Before 2013, words were strings. The word cat was no more related to dog than it was to Tuesday, as far as a computer was concerned. They were symbols, and symbols don’t have neighborhoods.

Word2vec, published by Mikolov and colleagues in 2013, broke this. Take a tiny neural network. Train it to predict context words from a center word over a giant pile of text. Read the resulting 300-dimensional vectors off the network’s weights. What you get encodes meaning geometrically.

Cat and dog end up close. Monday, Tuesday, Wednesday fall on a line. The vector from man to woman is, give or take, the same as the vector from king to queen. Gender becomes a direction. So does royalty. So does capital-to-country (Paris→France, Berlin→Germany). So does past tense (walk→walked, think→thought). So does comparative (big→bigger, fast→faster). Meaning grows axes.

This is genuinely strange. Nobody designed gender to be an axis. The network had no concept of gender, no concept of meaning, no language model in any deep sense. It was minimizing a prediction loss. The geometry was a side effect of the statistical structure of natural text. Distributional semantics, the old linguistic hypothesis that you shall know a word by the company it keeps (Firth, 1957), turned out to be not just a hypothesis but a constructive recipe.

That side effect is the foundation of a decade of NLP and the precondition for everything that follows in this paper. The visual on the right shows a few of the directions a real embedding learns, drawn as parallelograms in a 2D mock-up. The actual space lives in 300 dimensions, but the principle is the same: meaning has axes, and the axes turn out to be the things linguists have always wanted to name.

2. The beauty of language

The second beauty is what happens when you train two embedding spaces, on two different languages, completely independently.

They come out shaped the same way.

This is a fact about language, not about word2vec. The geometric structure that emerges inside a single language is not a structure of that language. It is a structure of the world the language describes, refracted through the patterns by which speakers talk about it.

Animals behave like animals regardless of who names them. Numbers count up the same way in every counting system. Kings stand in a stable relation to queens. Days form a seven-cycle. Categories cluster, hierarchies branch, opposites stretch along axes. These are properties of the referents, not of the words. Two training runs over disjoint corpora in different languages, given enough overlapping world, converge on geometrically similar embedding spaces because they’re discovering, distributionally, the same underlying reality.

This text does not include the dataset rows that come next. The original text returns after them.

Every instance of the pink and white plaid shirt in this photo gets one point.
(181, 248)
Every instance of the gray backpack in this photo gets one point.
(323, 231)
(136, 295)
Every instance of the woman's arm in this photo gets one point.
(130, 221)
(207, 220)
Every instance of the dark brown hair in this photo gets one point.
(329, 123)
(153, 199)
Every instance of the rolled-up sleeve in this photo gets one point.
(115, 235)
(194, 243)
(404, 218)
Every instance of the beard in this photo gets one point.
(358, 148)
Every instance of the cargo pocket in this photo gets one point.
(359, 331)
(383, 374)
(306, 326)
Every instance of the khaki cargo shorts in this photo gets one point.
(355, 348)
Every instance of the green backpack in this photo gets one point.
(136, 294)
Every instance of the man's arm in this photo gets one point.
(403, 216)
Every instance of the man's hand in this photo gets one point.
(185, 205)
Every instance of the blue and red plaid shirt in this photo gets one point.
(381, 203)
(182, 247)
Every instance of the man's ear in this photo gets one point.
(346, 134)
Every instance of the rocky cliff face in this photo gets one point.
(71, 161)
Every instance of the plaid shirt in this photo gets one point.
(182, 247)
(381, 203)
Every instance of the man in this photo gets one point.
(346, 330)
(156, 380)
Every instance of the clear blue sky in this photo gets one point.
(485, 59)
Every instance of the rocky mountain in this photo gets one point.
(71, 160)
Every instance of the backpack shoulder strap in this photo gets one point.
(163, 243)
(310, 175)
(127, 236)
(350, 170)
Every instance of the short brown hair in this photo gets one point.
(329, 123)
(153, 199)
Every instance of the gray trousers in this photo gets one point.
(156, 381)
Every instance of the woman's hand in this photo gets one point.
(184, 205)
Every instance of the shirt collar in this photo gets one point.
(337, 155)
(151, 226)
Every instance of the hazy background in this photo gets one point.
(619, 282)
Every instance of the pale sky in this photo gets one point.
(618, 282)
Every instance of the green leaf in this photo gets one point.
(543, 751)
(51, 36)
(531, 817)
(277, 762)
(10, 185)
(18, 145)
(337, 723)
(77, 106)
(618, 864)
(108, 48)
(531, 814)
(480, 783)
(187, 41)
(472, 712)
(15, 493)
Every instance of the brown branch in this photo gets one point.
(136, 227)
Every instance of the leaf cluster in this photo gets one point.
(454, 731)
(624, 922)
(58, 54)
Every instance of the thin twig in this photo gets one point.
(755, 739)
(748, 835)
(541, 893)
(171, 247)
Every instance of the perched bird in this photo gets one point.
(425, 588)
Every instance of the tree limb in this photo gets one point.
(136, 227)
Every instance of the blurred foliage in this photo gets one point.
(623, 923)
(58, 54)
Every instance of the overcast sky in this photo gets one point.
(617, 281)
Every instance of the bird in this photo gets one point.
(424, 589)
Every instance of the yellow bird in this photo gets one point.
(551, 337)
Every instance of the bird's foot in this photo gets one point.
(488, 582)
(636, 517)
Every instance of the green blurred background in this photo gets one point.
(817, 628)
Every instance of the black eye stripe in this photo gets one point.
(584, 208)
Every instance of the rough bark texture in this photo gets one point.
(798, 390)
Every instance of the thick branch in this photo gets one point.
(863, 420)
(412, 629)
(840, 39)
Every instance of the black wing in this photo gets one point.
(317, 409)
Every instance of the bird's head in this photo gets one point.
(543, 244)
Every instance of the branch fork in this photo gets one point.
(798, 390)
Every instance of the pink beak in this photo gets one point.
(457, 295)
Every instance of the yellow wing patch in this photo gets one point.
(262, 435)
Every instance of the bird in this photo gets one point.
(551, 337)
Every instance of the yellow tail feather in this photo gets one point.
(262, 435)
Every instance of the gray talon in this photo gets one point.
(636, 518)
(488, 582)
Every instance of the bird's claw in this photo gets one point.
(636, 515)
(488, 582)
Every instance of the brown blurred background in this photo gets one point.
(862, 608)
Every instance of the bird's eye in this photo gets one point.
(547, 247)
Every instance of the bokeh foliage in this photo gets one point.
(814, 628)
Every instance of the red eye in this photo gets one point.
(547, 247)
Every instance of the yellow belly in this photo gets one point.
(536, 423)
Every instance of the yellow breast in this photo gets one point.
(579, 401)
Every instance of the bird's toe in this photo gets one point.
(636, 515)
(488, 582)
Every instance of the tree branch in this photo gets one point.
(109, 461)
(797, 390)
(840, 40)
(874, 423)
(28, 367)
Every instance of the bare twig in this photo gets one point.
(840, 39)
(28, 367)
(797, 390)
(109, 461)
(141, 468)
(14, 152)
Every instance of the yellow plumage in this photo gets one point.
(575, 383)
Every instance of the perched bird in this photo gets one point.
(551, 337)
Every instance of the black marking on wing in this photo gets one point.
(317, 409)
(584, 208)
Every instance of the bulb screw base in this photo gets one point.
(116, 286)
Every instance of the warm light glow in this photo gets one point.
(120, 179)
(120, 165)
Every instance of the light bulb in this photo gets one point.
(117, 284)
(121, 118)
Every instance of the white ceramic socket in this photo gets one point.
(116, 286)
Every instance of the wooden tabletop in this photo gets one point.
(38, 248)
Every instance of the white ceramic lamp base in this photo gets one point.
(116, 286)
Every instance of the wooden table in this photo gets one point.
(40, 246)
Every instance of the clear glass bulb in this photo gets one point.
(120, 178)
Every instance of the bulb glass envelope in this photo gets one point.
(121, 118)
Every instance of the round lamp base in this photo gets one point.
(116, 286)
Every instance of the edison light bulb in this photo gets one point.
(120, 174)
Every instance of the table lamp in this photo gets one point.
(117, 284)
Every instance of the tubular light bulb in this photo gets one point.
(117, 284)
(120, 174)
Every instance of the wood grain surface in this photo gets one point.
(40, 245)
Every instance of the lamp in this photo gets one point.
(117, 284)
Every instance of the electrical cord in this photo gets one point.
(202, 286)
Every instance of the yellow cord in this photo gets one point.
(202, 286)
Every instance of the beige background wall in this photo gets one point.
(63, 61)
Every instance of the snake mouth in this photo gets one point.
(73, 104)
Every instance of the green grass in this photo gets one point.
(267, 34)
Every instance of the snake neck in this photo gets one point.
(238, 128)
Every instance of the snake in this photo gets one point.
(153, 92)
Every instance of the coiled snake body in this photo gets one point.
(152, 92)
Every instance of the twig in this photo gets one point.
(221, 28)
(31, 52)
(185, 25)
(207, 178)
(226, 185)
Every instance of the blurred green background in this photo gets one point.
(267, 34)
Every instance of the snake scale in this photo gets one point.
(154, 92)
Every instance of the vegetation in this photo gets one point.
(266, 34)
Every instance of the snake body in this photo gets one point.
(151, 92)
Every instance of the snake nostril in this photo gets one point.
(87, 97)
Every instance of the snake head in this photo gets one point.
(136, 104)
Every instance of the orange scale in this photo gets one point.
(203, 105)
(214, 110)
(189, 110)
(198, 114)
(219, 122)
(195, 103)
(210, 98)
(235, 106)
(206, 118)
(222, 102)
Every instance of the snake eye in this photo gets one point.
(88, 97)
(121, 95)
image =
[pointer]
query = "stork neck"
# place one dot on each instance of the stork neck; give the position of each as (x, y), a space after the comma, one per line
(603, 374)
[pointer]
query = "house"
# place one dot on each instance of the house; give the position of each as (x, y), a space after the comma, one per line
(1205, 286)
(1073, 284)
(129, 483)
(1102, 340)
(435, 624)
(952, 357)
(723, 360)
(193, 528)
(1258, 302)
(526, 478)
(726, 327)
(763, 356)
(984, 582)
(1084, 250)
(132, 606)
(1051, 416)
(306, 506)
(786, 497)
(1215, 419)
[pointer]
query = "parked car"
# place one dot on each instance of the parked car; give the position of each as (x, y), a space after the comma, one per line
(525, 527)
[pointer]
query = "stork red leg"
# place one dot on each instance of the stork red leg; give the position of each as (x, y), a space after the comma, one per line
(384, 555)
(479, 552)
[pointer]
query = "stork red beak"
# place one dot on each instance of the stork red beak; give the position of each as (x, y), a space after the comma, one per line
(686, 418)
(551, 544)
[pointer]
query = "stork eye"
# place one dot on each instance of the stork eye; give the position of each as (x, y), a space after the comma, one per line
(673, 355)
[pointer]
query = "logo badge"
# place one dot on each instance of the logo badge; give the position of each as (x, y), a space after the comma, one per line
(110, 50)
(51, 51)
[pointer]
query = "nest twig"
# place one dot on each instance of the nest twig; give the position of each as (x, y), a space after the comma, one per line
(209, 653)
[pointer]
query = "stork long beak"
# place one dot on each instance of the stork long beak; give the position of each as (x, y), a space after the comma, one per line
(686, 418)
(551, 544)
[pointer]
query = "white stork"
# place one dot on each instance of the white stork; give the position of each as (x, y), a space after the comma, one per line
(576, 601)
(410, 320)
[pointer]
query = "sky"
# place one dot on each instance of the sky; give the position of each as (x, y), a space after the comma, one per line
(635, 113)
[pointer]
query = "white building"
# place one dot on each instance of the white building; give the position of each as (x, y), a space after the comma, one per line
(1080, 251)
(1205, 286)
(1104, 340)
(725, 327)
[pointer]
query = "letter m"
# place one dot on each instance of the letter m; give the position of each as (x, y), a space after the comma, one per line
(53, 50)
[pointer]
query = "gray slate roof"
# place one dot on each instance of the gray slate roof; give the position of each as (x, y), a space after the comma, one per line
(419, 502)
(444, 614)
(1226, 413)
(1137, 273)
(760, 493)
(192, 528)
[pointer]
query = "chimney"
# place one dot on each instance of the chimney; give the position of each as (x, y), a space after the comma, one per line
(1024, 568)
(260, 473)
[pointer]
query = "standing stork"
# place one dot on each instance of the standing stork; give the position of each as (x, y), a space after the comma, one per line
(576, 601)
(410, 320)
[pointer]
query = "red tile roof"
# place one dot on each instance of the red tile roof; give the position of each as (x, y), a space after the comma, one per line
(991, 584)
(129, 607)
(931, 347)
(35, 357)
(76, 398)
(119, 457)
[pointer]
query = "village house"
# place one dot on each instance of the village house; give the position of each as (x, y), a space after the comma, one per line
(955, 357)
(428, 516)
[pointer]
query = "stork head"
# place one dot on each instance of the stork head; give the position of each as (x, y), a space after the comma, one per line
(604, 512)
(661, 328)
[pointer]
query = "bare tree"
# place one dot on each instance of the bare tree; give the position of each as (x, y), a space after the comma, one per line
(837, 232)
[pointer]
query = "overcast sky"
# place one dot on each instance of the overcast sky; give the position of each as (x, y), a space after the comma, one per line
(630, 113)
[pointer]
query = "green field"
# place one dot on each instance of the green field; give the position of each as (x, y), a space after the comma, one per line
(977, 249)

That is the linguistic prior this paper exploits. To use it, we need a single transformation $W$ that maps one language’s embedding cloud onto the other’s, point by point. If the two clouds genuinely share a shape, $W$ has to be rigid: it can rotate the cloud, it can reflect it, but it cannot stretch or shear, because any of those would change the shape itself.

In matrix terms, $W$ is an orthogonal matrix, characterized by the property $W^T W = I$. Orthogonal matrices are exactly the linear maps that preserve lengths and angles. Applied to a source-language embedding vector $\mathbf{x}$ (a single English word’s 300-dimensional point), the product $W\mathbf{x}$ is a new 300-dimensional vector that lives in the target-language space, ideally sitting where the Italian translation of that word lives. The whole paper is a procedure for finding the right $W$.

The visual on the right is a toy 2D version of the situation. Two clouds with identical internal geometry sit at different orientations. Drag the warm cloud around the green one. When the right rotation is found, the page glows. In 300 dimensions, on real embedding data, a 300×300 orthogonal $W$ does the same job.

3. Where the shape breaks (and why that’s also beautiful)

The third beauty, which the paper handles less explicitly but which any linguist would insist on, is that language is also wonderfully varied. The shape-isomorphism is approximate, and the approximations are exactly where linguistics gets interesting.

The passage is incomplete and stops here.